I finished a custom baby-quilt order for an Australiana fan in Sydney. Love this quilting bizzo...
The blackberries have come on, so we're harvesting and freezing daily. When the season's over and we've got our haul, we'll have a massive jam cook up. In the meantime, we pick and pick and eat our fill.
Locavore dinner parties with friends, including plum cakes with Jersey cream!
And in between it all we've been working at our off-farm jobs. I've started a new job at the local wholefoods co-op, which is AWESOME, and of course we've been running and working at our little abattoir, which continues to process for small-scale chicken and duck farmers and backyard growers around the traps. Sometimes, the abattoir cleaning (not processing!!) is a family affair.
The kids don't mind at all (it's an excuse for us all to hang out together playing with high-pressure hoses, after all), and we feel it's important for them to see us (and share in) working hard for the things we believe in.
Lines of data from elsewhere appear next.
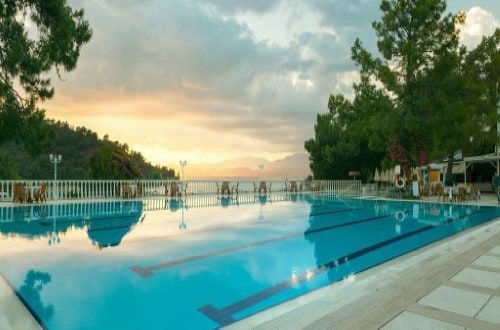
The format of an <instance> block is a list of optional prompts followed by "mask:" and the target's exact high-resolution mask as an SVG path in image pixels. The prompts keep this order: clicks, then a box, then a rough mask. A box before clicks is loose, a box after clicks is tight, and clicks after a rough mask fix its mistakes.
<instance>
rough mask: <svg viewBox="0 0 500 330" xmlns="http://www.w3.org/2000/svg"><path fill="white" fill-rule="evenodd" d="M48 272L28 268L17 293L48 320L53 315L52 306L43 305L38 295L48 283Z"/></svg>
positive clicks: (35, 309) (49, 319)
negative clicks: (20, 285) (22, 283)
mask: <svg viewBox="0 0 500 330" xmlns="http://www.w3.org/2000/svg"><path fill="white" fill-rule="evenodd" d="M50 279H51V278H50V274H48V273H45V272H40V271H37V270H30V271H28V273H27V274H26V277H25V278H24V284H23V285H22V286H21V288H20V289H19V294H20V295H21V296H22V297H23V298H24V300H26V301H29V302H30V307H31V308H32V309H33V310H34V311H35V313H36V315H38V316H39V317H40V318H41V319H42V320H50V319H51V318H52V316H53V315H54V306H52V305H48V306H45V305H44V304H43V303H42V299H41V297H40V291H42V289H43V287H44V286H45V285H46V284H48V283H50Z"/></svg>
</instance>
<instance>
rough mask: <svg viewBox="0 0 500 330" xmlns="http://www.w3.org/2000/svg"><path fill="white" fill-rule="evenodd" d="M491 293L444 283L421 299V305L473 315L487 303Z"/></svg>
mask: <svg viewBox="0 0 500 330" xmlns="http://www.w3.org/2000/svg"><path fill="white" fill-rule="evenodd" d="M489 298H490V296H489V295H486V294H482V293H477V292H473V291H468V290H463V289H458V288H452V287H449V286H445V285H442V286H440V287H438V288H437V289H435V290H434V291H432V292H431V293H429V294H428V295H427V296H425V297H423V298H422V299H420V301H419V302H418V303H419V304H421V305H426V306H430V307H434V308H438V309H441V310H445V311H450V312H454V313H458V314H461V315H465V316H470V317H473V316H474V315H476V314H477V312H479V310H480V309H481V308H482V307H483V306H484V305H485V304H486V302H487V301H488V299H489Z"/></svg>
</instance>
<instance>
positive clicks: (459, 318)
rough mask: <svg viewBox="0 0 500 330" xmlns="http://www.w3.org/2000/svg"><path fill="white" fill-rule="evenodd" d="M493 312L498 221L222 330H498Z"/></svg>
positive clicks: (498, 240)
mask: <svg viewBox="0 0 500 330" xmlns="http://www.w3.org/2000/svg"><path fill="white" fill-rule="evenodd" d="M427 200H429V201H431V202H435V198H430V199H427ZM471 204H472V202H471ZM473 204H478V205H491V206H497V204H498V203H497V199H496V196H493V195H486V196H483V197H482V198H481V200H479V201H478V202H474V203H473ZM499 311H500V218H499V219H496V220H494V221H492V222H489V223H488V224H485V225H482V226H478V227H475V228H472V229H470V230H467V231H465V232H463V233H461V234H459V235H456V236H454V237H451V238H448V239H445V240H442V241H439V242H436V243H434V244H431V245H429V246H426V247H424V248H421V249H418V250H416V251H414V252H412V253H409V254H407V255H404V256H402V257H399V258H396V259H393V260H391V261H389V262H386V263H384V264H382V265H379V266H377V267H374V268H372V269H370V270H367V271H365V272H362V273H360V274H357V275H355V276H352V277H349V278H346V279H344V280H343V281H341V282H337V283H335V284H333V285H330V286H328V287H325V288H322V289H319V290H316V291H314V292H312V293H310V294H307V295H304V296H302V297H299V298H297V299H294V300H292V301H289V302H287V303H284V304H281V305H279V306H276V307H274V308H270V309H268V310H266V311H263V312H261V313H259V314H256V315H253V316H251V317H248V318H246V319H244V320H242V321H240V322H238V323H234V324H232V325H230V326H228V327H227V328H228V329H500V312H499Z"/></svg>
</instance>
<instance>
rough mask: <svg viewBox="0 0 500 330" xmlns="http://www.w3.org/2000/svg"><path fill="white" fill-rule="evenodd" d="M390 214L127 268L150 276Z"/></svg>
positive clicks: (329, 213)
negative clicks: (182, 266)
mask: <svg viewBox="0 0 500 330" xmlns="http://www.w3.org/2000/svg"><path fill="white" fill-rule="evenodd" d="M353 210H359V209H345V210H336V211H332V212H329V213H322V214H320V215H327V214H332V213H340V212H349V211H353ZM391 216H392V215H383V216H377V217H370V218H366V219H362V220H356V221H351V222H346V223H341V224H336V225H331V226H325V227H321V228H316V229H311V230H307V231H305V232H300V233H293V234H290V235H286V236H280V237H275V238H270V239H267V240H262V241H258V242H255V243H252V244H246V245H240V246H235V247H232V248H228V249H224V250H219V251H215V252H210V253H204V254H198V255H194V256H190V257H187V258H182V259H177V260H172V261H168V262H165V263H161V264H158V265H153V266H148V267H142V266H139V265H135V266H130V267H129V269H130V270H131V271H133V272H135V273H137V274H138V275H140V276H142V277H150V276H153V275H154V274H153V271H156V270H160V269H165V268H168V267H172V266H177V265H181V264H184V263H187V262H193V261H197V260H202V259H206V258H211V257H215V256H220V255H224V254H228V253H232V252H236V251H241V250H245V249H249V248H252V247H256V246H260V245H264V244H269V243H274V242H279V241H284V240H287V239H291V238H295V237H300V236H304V235H311V234H314V233H318V232H322V231H326V230H332V229H335V228H340V227H346V226H351V225H356V224H359V223H363V222H369V221H374V220H379V219H383V218H387V217H391Z"/></svg>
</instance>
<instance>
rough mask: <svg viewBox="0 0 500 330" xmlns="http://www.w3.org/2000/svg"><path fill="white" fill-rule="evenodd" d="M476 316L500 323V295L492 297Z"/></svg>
mask: <svg viewBox="0 0 500 330" xmlns="http://www.w3.org/2000/svg"><path fill="white" fill-rule="evenodd" d="M476 317H477V318H478V319H480V320H483V321H488V322H492V323H496V324H500V297H497V296H493V297H491V299H490V301H488V303H487V304H486V306H484V308H483V309H482V310H481V311H480V312H479V314H478V315H477V316H476Z"/></svg>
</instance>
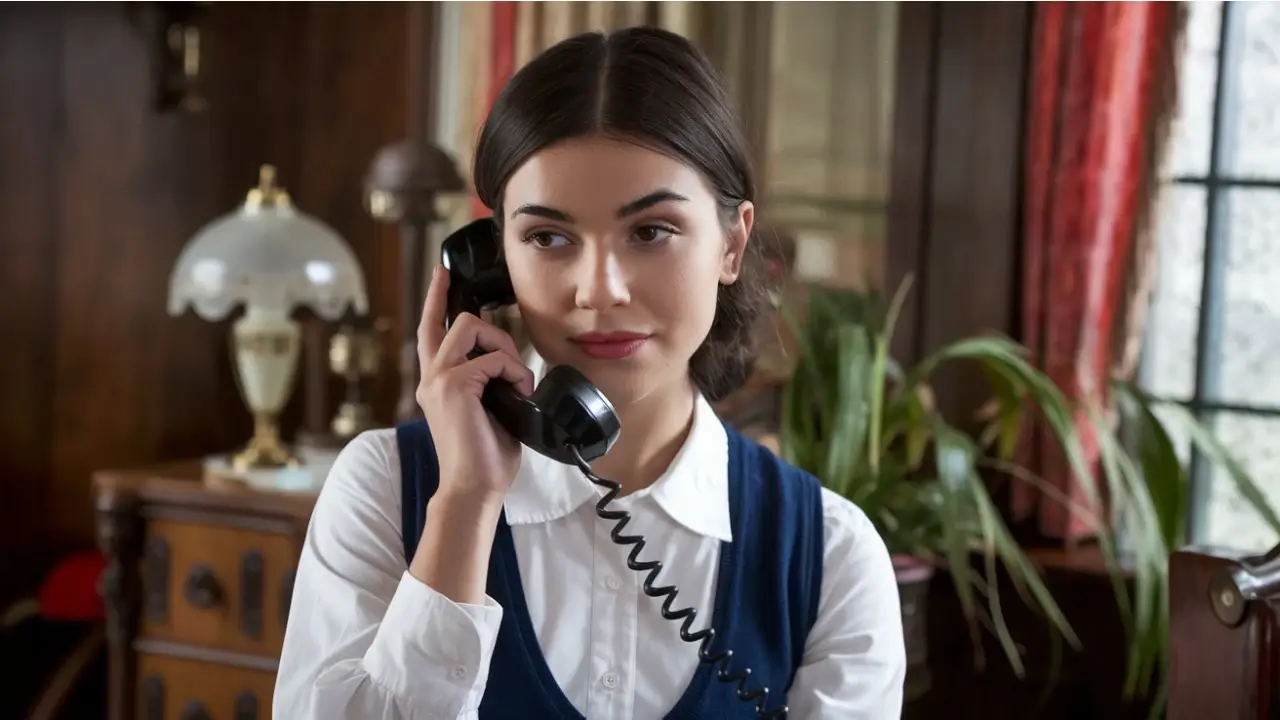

Oh and I've been thoroughly enjoying exploring the instagram world. Never thought I would, but there you go. Life's full of surprises, right?
On the immediate horizon we have another little break and then we dive head first into building and chook-enterprise-expansion and abattoir overhauling and school and uni and show season and roadside-apple-and-peach season and all the other busy-ness that comes with this life we're living. I'm excited.